I'd prefer to use a github ci workflow to prevent merging in fixup commits.

view this post on Zulip Anton (Oct 10 2022 at 09:10):

to squash smaller commits into a single self-contained commit, so that new contributors don't find it daunting to make changes to a reviewed PR.

Can you explain why more smaller commits would make it daunting to make changes?

view this post on Zulip Prajwal S N (Oct 10 2022 at 10:24):

Can you explain why more smaller commits would make it daunting to make changes?

I meant that newbies who are not familiar with git might not be aware of using git rebase -i to squash fixup commits with the original commit. So listing out the steps they need to follow will allow them to fix review comments, rather than abandoning the PR out of the fear that they'll mess up the commit history.

I'd prefer to use a github ci workflow to prevent merging in fixup commits.

My bad, by "git workflow" I meant the sequence of git commands to squash multiple commits into one

view this post on Zulip Anton (Oct 10 2022 at 10:29):

I think there's been a slight mixup, my "I'd prefer to use a github ci workflow to prevent merging in fixup commits." was in response to " to specify in CONTRIBUTING.md that PRs should not have fixup commits".

view this post on Zulip Anton (Oct 10 2022 at 10:30):

I meant that newbies who are not familiar with git might not be aware of using git rebase -i to squash fixup commits with the original commit. So listing out the steps they need to follow will allow them to fix review comments, rather than abandoning the PR out of the fear that they'll mess up the commit history.

Perhaps we could "squash fixup commits with the original commit" automatically in a CI step.

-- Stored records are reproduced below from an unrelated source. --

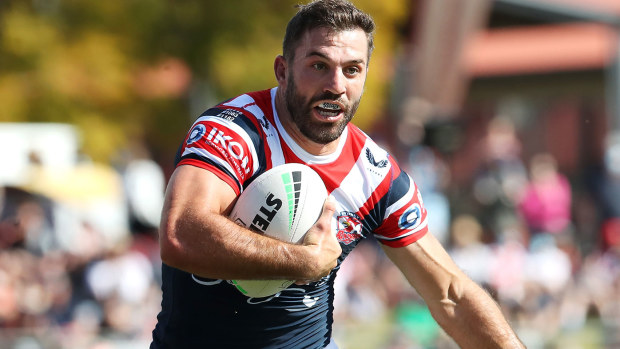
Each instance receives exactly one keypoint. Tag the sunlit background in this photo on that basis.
(505, 112)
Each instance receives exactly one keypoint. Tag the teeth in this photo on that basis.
(330, 106)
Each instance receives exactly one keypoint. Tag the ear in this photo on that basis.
(280, 69)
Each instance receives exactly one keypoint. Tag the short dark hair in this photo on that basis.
(337, 15)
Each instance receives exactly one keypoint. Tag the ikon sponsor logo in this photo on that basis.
(232, 148)
(349, 227)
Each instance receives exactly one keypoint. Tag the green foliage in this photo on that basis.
(136, 70)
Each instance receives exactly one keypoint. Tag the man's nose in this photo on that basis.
(336, 82)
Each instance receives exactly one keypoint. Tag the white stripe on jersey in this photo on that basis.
(417, 229)
(248, 103)
(205, 154)
(402, 201)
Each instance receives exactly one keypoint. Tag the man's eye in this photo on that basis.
(352, 70)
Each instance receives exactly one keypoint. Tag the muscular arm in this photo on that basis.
(196, 236)
(463, 309)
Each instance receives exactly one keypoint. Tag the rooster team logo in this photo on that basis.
(349, 227)
(375, 163)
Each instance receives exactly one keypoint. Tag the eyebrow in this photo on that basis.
(322, 55)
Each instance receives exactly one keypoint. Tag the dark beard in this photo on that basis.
(301, 114)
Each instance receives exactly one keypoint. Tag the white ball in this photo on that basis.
(284, 202)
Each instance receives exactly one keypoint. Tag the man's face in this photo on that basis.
(325, 82)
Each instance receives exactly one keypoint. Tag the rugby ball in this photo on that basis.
(284, 203)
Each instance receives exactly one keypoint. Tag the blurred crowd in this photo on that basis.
(549, 257)
(81, 272)
(84, 271)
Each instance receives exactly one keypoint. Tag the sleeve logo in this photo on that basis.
(411, 217)
(196, 133)
(375, 163)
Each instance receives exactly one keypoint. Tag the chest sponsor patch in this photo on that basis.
(349, 227)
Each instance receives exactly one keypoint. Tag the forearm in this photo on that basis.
(210, 245)
(473, 319)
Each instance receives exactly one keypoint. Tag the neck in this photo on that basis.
(291, 128)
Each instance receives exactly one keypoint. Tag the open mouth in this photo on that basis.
(328, 110)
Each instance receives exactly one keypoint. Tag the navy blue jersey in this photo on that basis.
(238, 140)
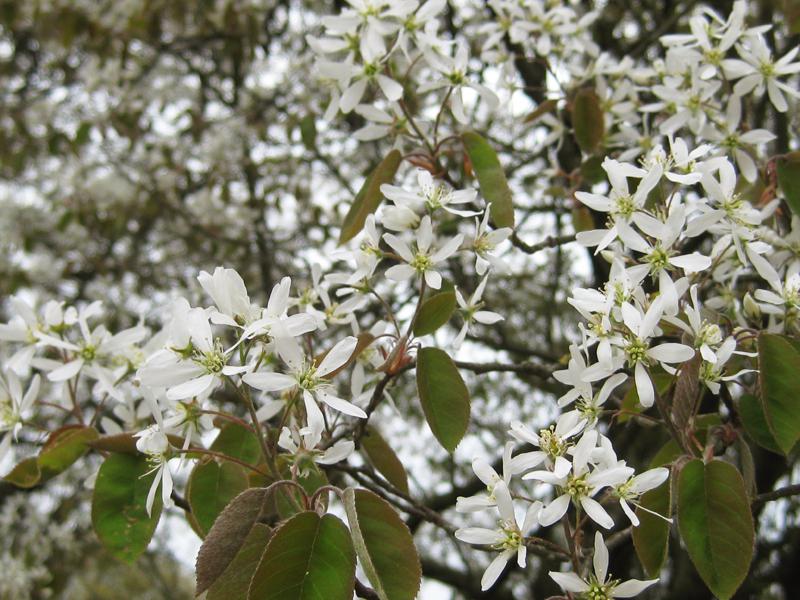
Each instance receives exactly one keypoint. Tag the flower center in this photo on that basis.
(636, 352)
(577, 487)
(551, 443)
(422, 262)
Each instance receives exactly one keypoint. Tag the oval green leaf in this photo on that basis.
(64, 447)
(755, 423)
(119, 515)
(491, 178)
(587, 120)
(369, 196)
(434, 312)
(212, 485)
(444, 396)
(228, 534)
(651, 537)
(384, 546)
(715, 523)
(237, 441)
(384, 459)
(234, 582)
(25, 474)
(779, 364)
(788, 170)
(308, 558)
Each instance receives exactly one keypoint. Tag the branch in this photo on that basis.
(548, 242)
(526, 368)
(790, 490)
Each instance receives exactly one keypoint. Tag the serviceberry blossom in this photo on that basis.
(508, 538)
(599, 585)
(424, 257)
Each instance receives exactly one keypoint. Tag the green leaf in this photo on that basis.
(444, 397)
(119, 515)
(308, 131)
(384, 546)
(715, 523)
(434, 312)
(587, 120)
(369, 196)
(779, 364)
(64, 447)
(755, 423)
(491, 178)
(25, 474)
(308, 558)
(228, 535)
(788, 169)
(651, 537)
(212, 485)
(547, 106)
(384, 459)
(234, 582)
(239, 442)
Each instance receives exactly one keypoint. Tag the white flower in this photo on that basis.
(599, 586)
(455, 76)
(620, 203)
(195, 363)
(424, 258)
(310, 379)
(153, 443)
(304, 442)
(229, 293)
(508, 538)
(757, 70)
(579, 486)
(472, 311)
(637, 348)
(14, 406)
(485, 242)
(432, 195)
(511, 466)
(634, 487)
(95, 346)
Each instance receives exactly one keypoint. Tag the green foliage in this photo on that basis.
(119, 515)
(228, 535)
(435, 312)
(651, 537)
(444, 396)
(384, 459)
(308, 558)
(788, 169)
(491, 177)
(212, 485)
(234, 582)
(369, 196)
(715, 524)
(779, 365)
(587, 120)
(384, 546)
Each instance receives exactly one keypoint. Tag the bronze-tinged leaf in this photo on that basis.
(491, 178)
(716, 524)
(369, 197)
(228, 534)
(685, 398)
(384, 459)
(444, 396)
(308, 558)
(587, 120)
(435, 311)
(384, 545)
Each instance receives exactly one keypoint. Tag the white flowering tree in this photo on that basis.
(379, 296)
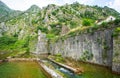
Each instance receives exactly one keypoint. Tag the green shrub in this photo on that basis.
(86, 22)
(117, 21)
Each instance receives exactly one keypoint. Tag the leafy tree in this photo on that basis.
(86, 22)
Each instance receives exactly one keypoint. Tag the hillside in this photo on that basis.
(19, 31)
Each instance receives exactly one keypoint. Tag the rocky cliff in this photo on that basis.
(99, 47)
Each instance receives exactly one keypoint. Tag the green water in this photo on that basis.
(21, 70)
(92, 71)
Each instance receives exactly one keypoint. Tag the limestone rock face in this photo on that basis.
(116, 54)
(42, 43)
(94, 48)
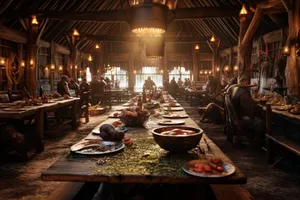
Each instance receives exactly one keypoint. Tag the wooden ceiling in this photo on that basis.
(189, 29)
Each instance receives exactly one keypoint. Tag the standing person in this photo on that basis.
(84, 86)
(62, 86)
(166, 84)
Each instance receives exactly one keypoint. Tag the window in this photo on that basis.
(117, 74)
(179, 72)
(154, 74)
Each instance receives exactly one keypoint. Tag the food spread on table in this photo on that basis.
(209, 168)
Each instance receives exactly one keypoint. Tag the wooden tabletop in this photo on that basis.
(30, 110)
(143, 162)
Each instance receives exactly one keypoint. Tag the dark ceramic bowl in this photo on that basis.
(177, 143)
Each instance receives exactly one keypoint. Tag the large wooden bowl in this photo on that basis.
(138, 121)
(177, 143)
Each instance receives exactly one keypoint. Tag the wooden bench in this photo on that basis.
(281, 140)
(66, 191)
(231, 192)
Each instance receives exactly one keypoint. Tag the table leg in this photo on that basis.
(39, 120)
(74, 114)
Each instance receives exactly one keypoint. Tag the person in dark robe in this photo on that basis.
(62, 86)
(214, 112)
(246, 108)
(173, 87)
(95, 90)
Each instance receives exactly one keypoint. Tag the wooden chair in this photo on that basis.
(281, 140)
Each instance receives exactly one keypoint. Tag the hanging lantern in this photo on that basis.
(90, 58)
(286, 51)
(197, 48)
(75, 33)
(2, 61)
(243, 13)
(34, 20)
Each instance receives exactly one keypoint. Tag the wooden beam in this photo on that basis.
(19, 37)
(292, 76)
(205, 12)
(287, 4)
(107, 38)
(252, 27)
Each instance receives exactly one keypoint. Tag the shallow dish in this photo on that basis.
(177, 143)
(102, 147)
(175, 116)
(171, 122)
(188, 168)
(173, 109)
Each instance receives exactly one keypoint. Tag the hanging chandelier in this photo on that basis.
(149, 18)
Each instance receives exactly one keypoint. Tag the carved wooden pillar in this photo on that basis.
(98, 55)
(165, 64)
(131, 72)
(244, 51)
(292, 76)
(247, 31)
(216, 51)
(195, 65)
(31, 59)
(34, 33)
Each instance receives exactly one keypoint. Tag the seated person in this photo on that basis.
(213, 112)
(62, 86)
(245, 106)
(84, 86)
(149, 84)
(173, 87)
(74, 86)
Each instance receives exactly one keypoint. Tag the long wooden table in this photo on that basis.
(38, 113)
(144, 162)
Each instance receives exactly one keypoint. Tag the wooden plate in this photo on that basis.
(100, 148)
(129, 104)
(15, 109)
(175, 116)
(174, 109)
(171, 122)
(188, 166)
(167, 105)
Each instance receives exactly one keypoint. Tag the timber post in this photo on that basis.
(292, 76)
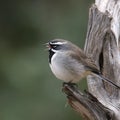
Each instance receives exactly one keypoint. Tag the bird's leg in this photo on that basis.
(70, 84)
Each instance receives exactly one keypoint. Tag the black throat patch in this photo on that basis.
(51, 53)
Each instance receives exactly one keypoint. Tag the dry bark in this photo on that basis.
(102, 102)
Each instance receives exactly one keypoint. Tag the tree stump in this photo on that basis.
(101, 101)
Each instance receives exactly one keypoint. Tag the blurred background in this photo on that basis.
(28, 89)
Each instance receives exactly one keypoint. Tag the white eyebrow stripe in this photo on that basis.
(58, 43)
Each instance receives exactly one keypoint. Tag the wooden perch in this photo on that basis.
(102, 102)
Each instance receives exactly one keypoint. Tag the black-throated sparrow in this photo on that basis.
(69, 63)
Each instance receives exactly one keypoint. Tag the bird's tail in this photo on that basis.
(107, 80)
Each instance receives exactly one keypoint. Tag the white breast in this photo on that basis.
(63, 68)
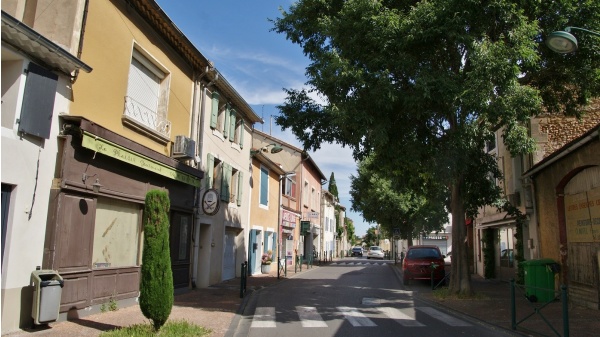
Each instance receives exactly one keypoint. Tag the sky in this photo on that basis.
(259, 63)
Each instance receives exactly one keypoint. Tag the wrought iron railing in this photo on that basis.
(146, 117)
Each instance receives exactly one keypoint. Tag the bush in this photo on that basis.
(156, 288)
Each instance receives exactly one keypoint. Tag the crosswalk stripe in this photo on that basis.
(310, 317)
(400, 317)
(264, 317)
(450, 320)
(355, 317)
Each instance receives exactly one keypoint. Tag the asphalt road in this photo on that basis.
(350, 297)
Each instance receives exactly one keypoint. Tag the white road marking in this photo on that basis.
(450, 320)
(310, 317)
(355, 317)
(400, 317)
(264, 317)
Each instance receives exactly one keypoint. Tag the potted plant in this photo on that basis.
(266, 260)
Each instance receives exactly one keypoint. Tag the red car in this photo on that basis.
(418, 262)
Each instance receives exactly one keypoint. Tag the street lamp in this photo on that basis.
(564, 42)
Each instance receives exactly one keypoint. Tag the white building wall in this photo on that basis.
(28, 166)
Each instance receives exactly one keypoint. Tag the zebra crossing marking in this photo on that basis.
(264, 317)
(450, 320)
(355, 317)
(400, 317)
(310, 318)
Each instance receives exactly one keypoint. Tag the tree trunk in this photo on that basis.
(460, 279)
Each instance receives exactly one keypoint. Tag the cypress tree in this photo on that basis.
(156, 288)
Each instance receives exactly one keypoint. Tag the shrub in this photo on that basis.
(156, 288)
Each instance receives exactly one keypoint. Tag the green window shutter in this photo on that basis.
(210, 168)
(226, 124)
(232, 123)
(240, 188)
(214, 112)
(226, 182)
(242, 129)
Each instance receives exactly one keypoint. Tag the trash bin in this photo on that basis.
(539, 279)
(47, 290)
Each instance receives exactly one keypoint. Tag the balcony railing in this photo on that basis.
(146, 118)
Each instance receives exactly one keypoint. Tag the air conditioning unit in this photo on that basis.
(515, 199)
(184, 147)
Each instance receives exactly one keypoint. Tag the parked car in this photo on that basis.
(375, 252)
(418, 262)
(357, 251)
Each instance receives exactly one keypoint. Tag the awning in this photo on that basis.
(108, 148)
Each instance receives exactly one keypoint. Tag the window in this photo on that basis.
(223, 177)
(147, 96)
(117, 234)
(305, 194)
(235, 187)
(288, 187)
(264, 187)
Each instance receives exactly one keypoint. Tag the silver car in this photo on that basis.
(375, 252)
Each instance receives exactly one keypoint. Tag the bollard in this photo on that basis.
(565, 309)
(513, 314)
(243, 279)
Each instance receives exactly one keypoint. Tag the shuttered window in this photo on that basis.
(264, 187)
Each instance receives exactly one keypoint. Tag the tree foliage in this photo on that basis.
(156, 288)
(396, 204)
(424, 84)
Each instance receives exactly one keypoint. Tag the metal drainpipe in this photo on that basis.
(198, 134)
(80, 47)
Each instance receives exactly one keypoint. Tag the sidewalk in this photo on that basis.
(215, 308)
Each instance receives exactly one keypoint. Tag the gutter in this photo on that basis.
(35, 37)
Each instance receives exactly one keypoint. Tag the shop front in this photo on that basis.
(94, 235)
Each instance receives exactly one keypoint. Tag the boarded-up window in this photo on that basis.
(117, 234)
(38, 101)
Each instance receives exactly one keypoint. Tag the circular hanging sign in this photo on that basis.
(210, 202)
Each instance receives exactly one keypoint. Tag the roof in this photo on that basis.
(308, 158)
(161, 22)
(24, 39)
(593, 133)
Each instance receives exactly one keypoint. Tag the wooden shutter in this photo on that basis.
(264, 186)
(242, 129)
(210, 168)
(226, 182)
(240, 188)
(214, 112)
(232, 122)
(226, 122)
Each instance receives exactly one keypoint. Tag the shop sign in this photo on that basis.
(121, 153)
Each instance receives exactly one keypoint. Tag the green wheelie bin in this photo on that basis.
(539, 279)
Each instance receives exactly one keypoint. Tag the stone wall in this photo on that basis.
(560, 130)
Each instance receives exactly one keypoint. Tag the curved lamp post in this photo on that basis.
(564, 42)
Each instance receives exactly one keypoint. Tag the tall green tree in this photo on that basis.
(332, 188)
(396, 204)
(424, 84)
(156, 288)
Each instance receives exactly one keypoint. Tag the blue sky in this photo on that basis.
(259, 63)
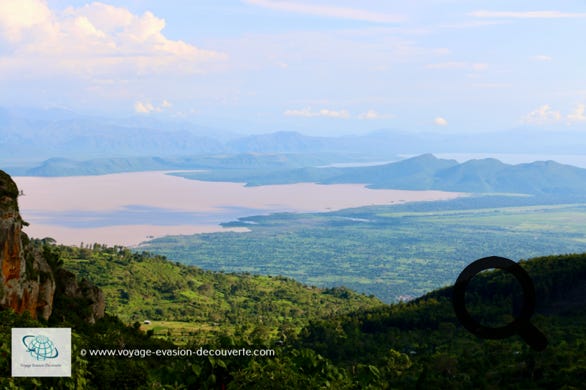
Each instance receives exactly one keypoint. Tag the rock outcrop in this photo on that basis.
(28, 283)
(84, 298)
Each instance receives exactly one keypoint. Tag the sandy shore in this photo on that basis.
(88, 208)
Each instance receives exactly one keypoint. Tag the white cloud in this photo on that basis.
(477, 67)
(542, 115)
(308, 113)
(578, 115)
(491, 85)
(328, 11)
(147, 107)
(372, 114)
(93, 41)
(440, 121)
(527, 14)
(18, 17)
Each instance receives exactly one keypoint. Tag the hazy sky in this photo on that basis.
(317, 66)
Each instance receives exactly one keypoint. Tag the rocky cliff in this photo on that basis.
(28, 283)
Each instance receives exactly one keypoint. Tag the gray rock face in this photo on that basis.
(27, 282)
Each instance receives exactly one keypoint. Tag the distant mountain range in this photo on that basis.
(28, 137)
(427, 172)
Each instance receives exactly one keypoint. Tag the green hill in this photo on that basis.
(186, 300)
(418, 344)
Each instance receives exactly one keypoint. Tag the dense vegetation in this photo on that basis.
(188, 300)
(409, 345)
(393, 252)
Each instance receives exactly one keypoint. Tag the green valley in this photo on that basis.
(191, 303)
(392, 252)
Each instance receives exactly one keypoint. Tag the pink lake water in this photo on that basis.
(129, 208)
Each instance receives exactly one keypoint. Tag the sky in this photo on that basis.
(316, 66)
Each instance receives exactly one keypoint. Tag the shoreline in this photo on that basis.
(130, 208)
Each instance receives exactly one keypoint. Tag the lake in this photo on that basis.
(129, 208)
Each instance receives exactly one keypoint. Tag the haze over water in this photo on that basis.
(129, 208)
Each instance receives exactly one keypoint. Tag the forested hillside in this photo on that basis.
(418, 344)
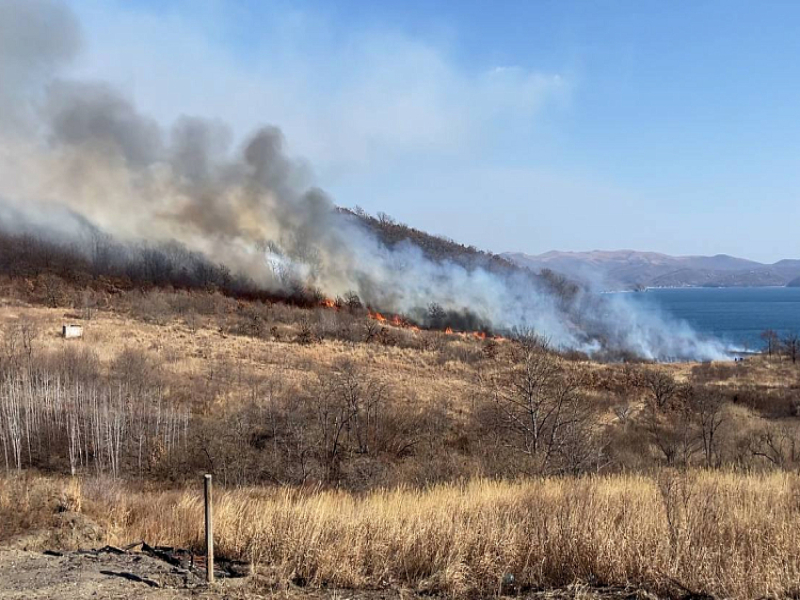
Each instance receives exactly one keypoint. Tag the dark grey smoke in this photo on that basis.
(251, 206)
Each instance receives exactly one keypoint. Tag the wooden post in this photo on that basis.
(209, 532)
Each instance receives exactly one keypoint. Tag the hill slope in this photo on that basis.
(629, 269)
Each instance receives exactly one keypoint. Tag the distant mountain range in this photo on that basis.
(629, 269)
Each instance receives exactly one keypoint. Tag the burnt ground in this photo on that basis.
(91, 575)
(32, 567)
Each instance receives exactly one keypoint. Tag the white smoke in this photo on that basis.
(84, 148)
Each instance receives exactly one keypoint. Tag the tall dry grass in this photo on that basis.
(731, 535)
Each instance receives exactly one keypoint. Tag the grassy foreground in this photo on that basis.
(730, 535)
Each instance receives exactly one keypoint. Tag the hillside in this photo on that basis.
(629, 269)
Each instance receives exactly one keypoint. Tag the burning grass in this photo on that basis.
(730, 535)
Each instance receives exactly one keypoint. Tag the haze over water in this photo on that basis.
(736, 316)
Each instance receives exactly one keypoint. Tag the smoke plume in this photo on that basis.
(84, 148)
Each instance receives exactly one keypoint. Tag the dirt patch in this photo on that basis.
(78, 575)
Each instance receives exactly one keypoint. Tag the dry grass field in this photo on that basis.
(724, 534)
(402, 465)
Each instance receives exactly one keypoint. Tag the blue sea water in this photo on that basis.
(736, 316)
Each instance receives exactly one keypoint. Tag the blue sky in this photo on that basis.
(521, 126)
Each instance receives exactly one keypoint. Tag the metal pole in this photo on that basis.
(209, 532)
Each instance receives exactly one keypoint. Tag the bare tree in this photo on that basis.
(707, 406)
(348, 414)
(771, 341)
(541, 409)
(661, 385)
(791, 346)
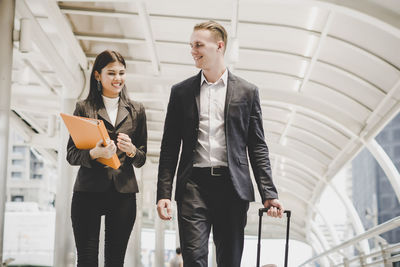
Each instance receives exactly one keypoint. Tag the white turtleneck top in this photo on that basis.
(111, 105)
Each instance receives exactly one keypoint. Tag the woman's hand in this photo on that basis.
(124, 144)
(100, 151)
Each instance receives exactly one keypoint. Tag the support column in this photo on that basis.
(159, 231)
(64, 247)
(137, 229)
(7, 11)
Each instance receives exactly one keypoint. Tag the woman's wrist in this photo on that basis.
(93, 153)
(133, 153)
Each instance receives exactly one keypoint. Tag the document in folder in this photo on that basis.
(86, 132)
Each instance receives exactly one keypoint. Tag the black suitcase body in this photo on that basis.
(260, 214)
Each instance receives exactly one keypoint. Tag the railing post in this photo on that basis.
(385, 255)
(346, 262)
(362, 259)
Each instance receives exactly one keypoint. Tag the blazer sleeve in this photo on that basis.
(140, 140)
(77, 156)
(258, 152)
(170, 147)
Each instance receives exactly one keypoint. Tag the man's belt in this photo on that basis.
(212, 171)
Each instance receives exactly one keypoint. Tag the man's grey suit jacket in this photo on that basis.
(244, 139)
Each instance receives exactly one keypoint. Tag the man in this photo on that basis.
(216, 117)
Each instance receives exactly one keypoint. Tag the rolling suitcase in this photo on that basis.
(260, 214)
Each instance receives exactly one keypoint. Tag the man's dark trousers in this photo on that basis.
(211, 202)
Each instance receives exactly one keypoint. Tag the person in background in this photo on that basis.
(177, 261)
(100, 190)
(214, 122)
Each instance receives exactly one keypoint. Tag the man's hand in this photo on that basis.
(275, 209)
(163, 204)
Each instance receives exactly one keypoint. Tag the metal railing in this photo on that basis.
(387, 254)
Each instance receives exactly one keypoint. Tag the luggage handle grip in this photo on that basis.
(262, 210)
(260, 213)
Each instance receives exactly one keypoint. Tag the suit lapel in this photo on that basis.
(196, 92)
(229, 92)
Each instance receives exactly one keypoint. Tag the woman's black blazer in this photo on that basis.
(96, 177)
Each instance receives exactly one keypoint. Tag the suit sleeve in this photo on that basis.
(77, 156)
(140, 140)
(258, 152)
(170, 147)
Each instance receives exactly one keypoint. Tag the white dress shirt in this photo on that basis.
(211, 143)
(111, 105)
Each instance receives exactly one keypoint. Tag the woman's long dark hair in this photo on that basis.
(103, 59)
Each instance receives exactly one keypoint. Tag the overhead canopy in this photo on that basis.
(327, 71)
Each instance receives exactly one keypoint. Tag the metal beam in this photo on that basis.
(65, 32)
(71, 76)
(148, 33)
(7, 12)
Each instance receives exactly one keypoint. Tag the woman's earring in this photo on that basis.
(99, 86)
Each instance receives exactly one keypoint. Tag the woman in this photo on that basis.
(100, 190)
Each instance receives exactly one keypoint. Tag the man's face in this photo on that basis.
(206, 50)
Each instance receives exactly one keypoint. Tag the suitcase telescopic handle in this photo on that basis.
(260, 214)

view this post on Zulip Richard Feldman (Oct 10 2022 at 12:14):

so as I see it, the upsides and downsides of the conventional commit specification:

Upsides:

Downsides:

view this post on Zulip Richard Feldman (Oct 10 2022 at 12:15):

overall I definitely don't think that sounds like an improvement over the status quo of letting people write commit messages however they like :big_smile:

view this post on Zulip Richard Feldman (Oct 10 2022 at 12:30):

regarding bisecting, I use it all the time on the compiler (and have on other projects) and I haven't encountered merge commits being a problem :thinking:

view this post on Zulip Richard Feldman (Oct 10 2022 at 12:31):

the only problem is when a particular commit doesn't build

view this post on Zulip Richard Feldman (Oct 10 2022 at 12:33):

so given that we only merge PRs which pass CI, using squash and merge should make sure that all commits which make it into main do indeed build

view this post on Zulip Richard Feldman (Oct 10 2022 at 12:34):

but like Brendan noted, this has the downside that now we lose commit granularity on main, which makes it harder to track bugs down

view this post on Zulip Richard Feldman (Oct 10 2022 at 12:34):

I would rather keep the commit granularity and have to tell git bisect to skip a commit once in awhile, so I don't think should adopt squash and merge

view this post on Zulip Richard Feldman (Oct 10 2022 at 12:35):

I do like the idea of giving guidance in CONTRIBUTING.md on making commits be buildable

view this post on Zulip Richard Feldman (Oct 10 2022 at 12:36):

although I don't think we should spend time enforcing it in PR review - just let people know we'd prefer that

view this post on Zulip Richard Feldman (Oct 10 2022 at 12:38):

from an enforcement perspective, it seems like the type of thing where it would be very easy to spend more time telling people they need to follow the rules than the amount of time the rules save us in debugging

view this post on Zulip Richard Feldman (Oct 10 2022 at 12:39):

so I think just letting people know, but not trying to enforce it, seems like the best way to save ourselves the most time overall!